Chinook Energy Inc., a Calgary-based public oil and natural gas exploration and development company, has announced that it has signed a definitive arrangement agreement. Following the latest deal, Tourmaline Oil Corp., the Buyer, has decided to acquire all the remaining stock of Chinook using cash payment at $0.0675 per share. In other words, the company seeks to due shares for cash consideration. Well, the share consideration signifies a 33% premium above the twenty-day volume-weighted standard sales price of the Chinook Shares on the Buyer. The companies aim to complete the intended Transaction through a settlement plan under the Business Corporation Act (Alberta).

Last year, in November, Chinook started a tactical review process sustained by the management. At the time, a Special Committee comprising the board of directors of Chinook have had directed the procedure. Even more, Peters & Co. Limited, their financial adviser, have had reviewed different alternatives to boost the shareholder value. The publicly advertised process also followed reviews considered in previous years, mainly 2016 and 2018. The procedure was against the backdrop of persistent fragility in raw material costs, common Canadian E&P industry, and financial market conditions. Apart from this, it included the company’s existing half-yearly review of its required credit facility concerned with extending shareholder value in an extremely challenging environment.

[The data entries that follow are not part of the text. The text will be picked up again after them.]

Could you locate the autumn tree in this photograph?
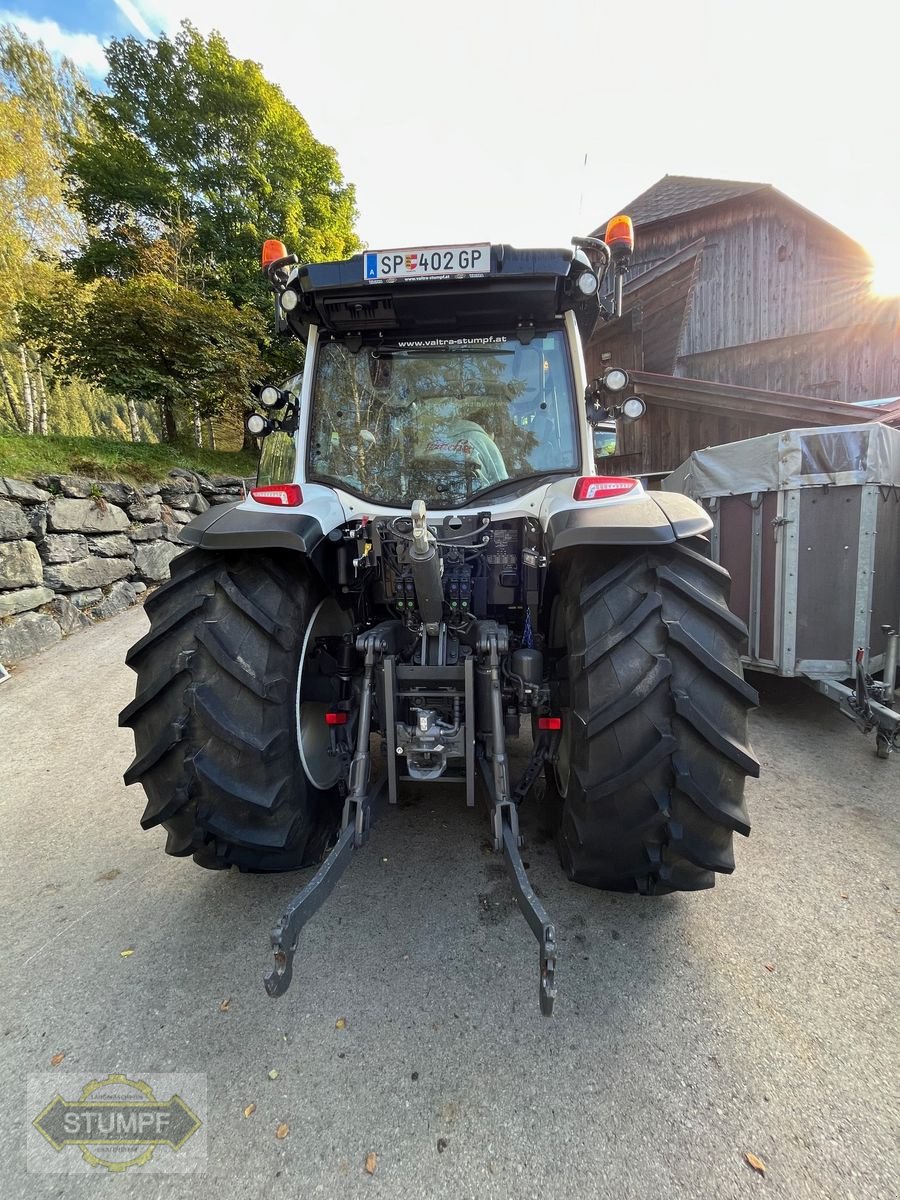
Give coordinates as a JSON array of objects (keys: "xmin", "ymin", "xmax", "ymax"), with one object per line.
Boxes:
[
  {"xmin": 0, "ymin": 25, "xmax": 89, "ymax": 433},
  {"xmin": 67, "ymin": 22, "xmax": 359, "ymax": 310},
  {"xmin": 24, "ymin": 274, "xmax": 264, "ymax": 444}
]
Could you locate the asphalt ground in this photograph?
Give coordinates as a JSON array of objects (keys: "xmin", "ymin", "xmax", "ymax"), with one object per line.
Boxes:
[{"xmin": 0, "ymin": 610, "xmax": 900, "ymax": 1200}]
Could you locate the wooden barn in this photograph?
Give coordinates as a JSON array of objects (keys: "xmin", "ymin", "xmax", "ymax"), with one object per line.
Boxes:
[{"xmin": 586, "ymin": 175, "xmax": 900, "ymax": 474}]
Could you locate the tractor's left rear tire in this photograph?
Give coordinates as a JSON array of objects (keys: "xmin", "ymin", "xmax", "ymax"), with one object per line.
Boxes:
[{"xmin": 119, "ymin": 550, "xmax": 340, "ymax": 871}]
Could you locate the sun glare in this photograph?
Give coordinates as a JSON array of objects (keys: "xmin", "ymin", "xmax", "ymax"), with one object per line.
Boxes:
[{"xmin": 872, "ymin": 246, "xmax": 900, "ymax": 296}]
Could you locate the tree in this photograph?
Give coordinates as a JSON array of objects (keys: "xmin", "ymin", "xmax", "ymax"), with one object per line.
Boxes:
[
  {"xmin": 67, "ymin": 22, "xmax": 359, "ymax": 311},
  {"xmin": 0, "ymin": 25, "xmax": 88, "ymax": 433},
  {"xmin": 26, "ymin": 274, "xmax": 264, "ymax": 442}
]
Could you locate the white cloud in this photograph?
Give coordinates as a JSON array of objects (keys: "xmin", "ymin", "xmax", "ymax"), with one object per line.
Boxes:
[
  {"xmin": 115, "ymin": 0, "xmax": 156, "ymax": 37},
  {"xmin": 0, "ymin": 11, "xmax": 109, "ymax": 76}
]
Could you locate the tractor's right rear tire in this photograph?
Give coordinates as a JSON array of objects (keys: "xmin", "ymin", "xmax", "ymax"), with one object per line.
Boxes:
[
  {"xmin": 550, "ymin": 540, "xmax": 758, "ymax": 894},
  {"xmin": 119, "ymin": 550, "xmax": 340, "ymax": 871}
]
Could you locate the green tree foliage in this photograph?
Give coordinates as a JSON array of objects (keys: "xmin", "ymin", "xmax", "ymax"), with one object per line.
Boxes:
[
  {"xmin": 26, "ymin": 274, "xmax": 263, "ymax": 442},
  {"xmin": 68, "ymin": 22, "xmax": 359, "ymax": 311}
]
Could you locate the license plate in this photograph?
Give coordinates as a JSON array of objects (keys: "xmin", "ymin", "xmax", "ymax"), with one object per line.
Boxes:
[{"xmin": 362, "ymin": 241, "xmax": 491, "ymax": 283}]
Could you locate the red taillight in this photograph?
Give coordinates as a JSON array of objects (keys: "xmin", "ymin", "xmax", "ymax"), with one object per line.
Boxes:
[
  {"xmin": 572, "ymin": 475, "xmax": 637, "ymax": 500},
  {"xmin": 250, "ymin": 484, "xmax": 304, "ymax": 509}
]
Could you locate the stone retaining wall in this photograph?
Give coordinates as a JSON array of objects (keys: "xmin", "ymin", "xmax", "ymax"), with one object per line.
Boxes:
[{"xmin": 0, "ymin": 469, "xmax": 244, "ymax": 666}]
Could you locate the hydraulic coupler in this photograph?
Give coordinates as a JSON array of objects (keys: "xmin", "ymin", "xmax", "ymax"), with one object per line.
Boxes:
[{"xmin": 409, "ymin": 500, "xmax": 444, "ymax": 636}]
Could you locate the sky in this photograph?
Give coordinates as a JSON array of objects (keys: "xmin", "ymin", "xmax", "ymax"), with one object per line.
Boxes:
[{"xmin": 0, "ymin": 0, "xmax": 900, "ymax": 293}]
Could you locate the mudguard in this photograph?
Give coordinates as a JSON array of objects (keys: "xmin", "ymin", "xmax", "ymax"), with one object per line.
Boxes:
[
  {"xmin": 544, "ymin": 492, "xmax": 713, "ymax": 554},
  {"xmin": 180, "ymin": 503, "xmax": 325, "ymax": 556}
]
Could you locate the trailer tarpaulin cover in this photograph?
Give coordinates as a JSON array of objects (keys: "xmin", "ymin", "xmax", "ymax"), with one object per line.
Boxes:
[{"xmin": 662, "ymin": 421, "xmax": 900, "ymax": 500}]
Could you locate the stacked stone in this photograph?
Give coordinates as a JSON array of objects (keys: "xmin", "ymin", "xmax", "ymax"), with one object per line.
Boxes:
[{"xmin": 0, "ymin": 468, "xmax": 244, "ymax": 665}]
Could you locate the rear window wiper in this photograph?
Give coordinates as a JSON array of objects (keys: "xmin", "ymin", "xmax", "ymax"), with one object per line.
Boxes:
[{"xmin": 466, "ymin": 467, "xmax": 578, "ymax": 504}]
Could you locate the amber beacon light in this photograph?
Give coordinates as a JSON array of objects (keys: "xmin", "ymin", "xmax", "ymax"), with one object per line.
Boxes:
[
  {"xmin": 262, "ymin": 238, "xmax": 288, "ymax": 270},
  {"xmin": 605, "ymin": 216, "xmax": 635, "ymax": 254}
]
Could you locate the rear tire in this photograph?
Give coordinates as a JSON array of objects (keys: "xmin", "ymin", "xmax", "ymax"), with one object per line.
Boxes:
[
  {"xmin": 550, "ymin": 540, "xmax": 760, "ymax": 894},
  {"xmin": 119, "ymin": 550, "xmax": 340, "ymax": 871}
]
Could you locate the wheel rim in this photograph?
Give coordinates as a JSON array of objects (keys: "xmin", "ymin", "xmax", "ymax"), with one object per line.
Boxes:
[{"xmin": 296, "ymin": 596, "xmax": 350, "ymax": 791}]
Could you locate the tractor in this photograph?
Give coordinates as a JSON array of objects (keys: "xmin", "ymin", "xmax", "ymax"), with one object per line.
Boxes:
[{"xmin": 120, "ymin": 217, "xmax": 758, "ymax": 1015}]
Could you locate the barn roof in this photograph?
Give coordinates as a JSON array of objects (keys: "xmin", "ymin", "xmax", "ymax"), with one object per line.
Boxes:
[
  {"xmin": 607, "ymin": 175, "xmax": 773, "ymax": 226},
  {"xmin": 593, "ymin": 175, "xmax": 868, "ymax": 258}
]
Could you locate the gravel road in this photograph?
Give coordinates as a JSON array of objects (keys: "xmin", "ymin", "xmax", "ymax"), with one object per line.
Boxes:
[{"xmin": 0, "ymin": 608, "xmax": 900, "ymax": 1200}]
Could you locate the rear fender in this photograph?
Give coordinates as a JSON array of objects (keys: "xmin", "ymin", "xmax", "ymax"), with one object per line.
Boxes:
[
  {"xmin": 180, "ymin": 485, "xmax": 347, "ymax": 568},
  {"xmin": 541, "ymin": 477, "xmax": 713, "ymax": 556}
]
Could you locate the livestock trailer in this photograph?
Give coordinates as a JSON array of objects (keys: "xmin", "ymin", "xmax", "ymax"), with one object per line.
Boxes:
[{"xmin": 662, "ymin": 421, "xmax": 900, "ymax": 756}]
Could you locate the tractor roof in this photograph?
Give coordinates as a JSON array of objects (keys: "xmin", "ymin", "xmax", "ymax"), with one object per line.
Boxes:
[{"xmin": 286, "ymin": 246, "xmax": 599, "ymax": 337}]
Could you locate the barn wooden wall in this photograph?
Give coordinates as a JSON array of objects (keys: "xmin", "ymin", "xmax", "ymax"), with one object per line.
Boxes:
[
  {"xmin": 589, "ymin": 193, "xmax": 900, "ymax": 412},
  {"xmin": 600, "ymin": 371, "xmax": 874, "ymax": 475},
  {"xmin": 619, "ymin": 196, "xmax": 870, "ymax": 356},
  {"xmin": 676, "ymin": 323, "xmax": 900, "ymax": 403}
]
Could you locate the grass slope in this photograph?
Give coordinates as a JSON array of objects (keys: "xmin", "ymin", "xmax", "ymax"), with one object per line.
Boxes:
[{"xmin": 0, "ymin": 436, "xmax": 257, "ymax": 484}]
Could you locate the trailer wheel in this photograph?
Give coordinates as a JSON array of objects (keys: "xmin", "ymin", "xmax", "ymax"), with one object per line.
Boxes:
[
  {"xmin": 119, "ymin": 551, "xmax": 340, "ymax": 871},
  {"xmin": 550, "ymin": 540, "xmax": 758, "ymax": 894}
]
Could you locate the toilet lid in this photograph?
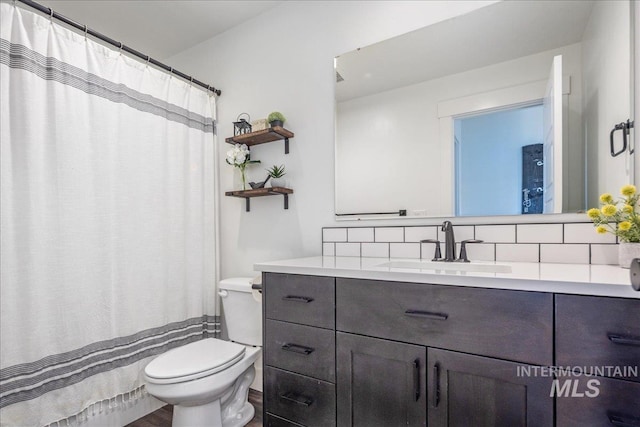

Later, the wide-ranging assessment resulted in the valuation of various strategic alternatives. The choices included procurement of all or measurable segment of a Chinook’s resources and enterprise transaction opportunities. After thoroughly reviewing each of the choices, the board and management team of Chinook opted for Transaction. As per the team, Transaction signifies the best way for Chinook stakeholders along with a counterparty of substantial economic strength. Now, Chinook’s all of the executive officers, executives, and a key shareholder have agreed on a support agreement. Even more, they have settled to vote a total of around 37% of the unsettled Chinook Shares favoring the deal. The Transaction provides an opportunity for cash consideration and liquidity events to all stakeholders. After the closure of the Transaction, the Chinook Shares will be off from the list of TSX.

The deal is a matter of various closure terms, including bill of Court agreement and approval from Chinook shareholder. The Arrangement Agreement comprises of customary depictions and guarantees of every party and short-term operational agreements by Chinook. Besides this, the Arrangement Agreement offers for other things, like non-solicitation contracts, customary board support, subject to a liable to a fiduciary out for unwanted superior proposals concerning Chinook. It also includes providing for the authority to match any greater suggestion in the good turn of the Buyer.

Even more, the Arrangement Agreement offers for non-completion charges of $1.75 million. This type of fee is to be paid in case the Transaction remains incomplete, or Chinook terminates it in some circumstances. The condition is also applicable if Chinook signs a deal concerning a greater offer or if Chinook’s board modifies or withdraws its reference about the Transaction. It will require a yearly and special conference of Chinook stakeholders to consider other aspects of the Transaction. Even more, around 66% of the Chinook stakeholders have to cast their vote in favor of the Transaction for approval.

Meanwhile, Peters & Co. Limited has operated as a financial consultant to Chinook regarding the Transaction. The company has offered its verbal impartial opinion. Currently, further details of the Transaction are unavailable. The conference may take place by the end of April 2020.